With this convenience, however, comes an increase in the amount of energy consumption data available. This data can reveal personal details about the lives of consumers, such as their daily schedules, whether their homes are equipped with alarm systems, whether they own expensive power consuming appliances, or if they use certain types of medical equipment.

To protect customer privacy, some advocate for empowering consumers with better tools to engage with service providers by putting the data in their hands. Principles of a movement called Vendor Relationship Management assert that customers must be the key points of integration for their own data, and that they must have control over the data they generate. This means they must be able to assert their own terms of engagement and select what information they share.

The Vender Relationship Management argument is the basic ethos of President Obama’s Green Button program. The program encourages consumers to download their energy usage data in an easy-to-understand format, with the hope that they will use it to change their consumption habits and increase conservation.
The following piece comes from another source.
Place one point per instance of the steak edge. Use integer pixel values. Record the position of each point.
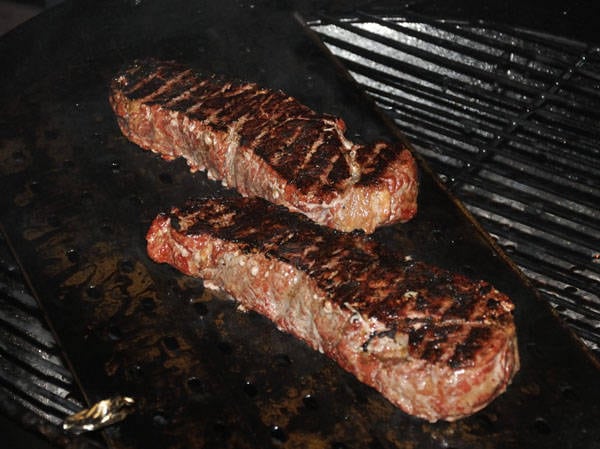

However, given the level of engagement and literacy of the average citizen around energy usage, expecting consumers to take the initiative to not only opt-in but to actively seek out and interpret their energy consumption data is a big ask. Still, the automation Nest provides makes efficient home operations much more of a reality for the average person. And if new levels of energy conservation mean the government can divert funds from energy infrastructure and generation to schools and hospitals, maybe the benefit is worth the risk.

Katelyn Margerm is a 2015 Master of Public Policy Candidate at the University of Toronto. She holds a BSc in Civil Engineering and has worked for the last six years in the private and non-profit sectors promoting green building design, conservation, distributed energy generation, and community energy planning and mapping.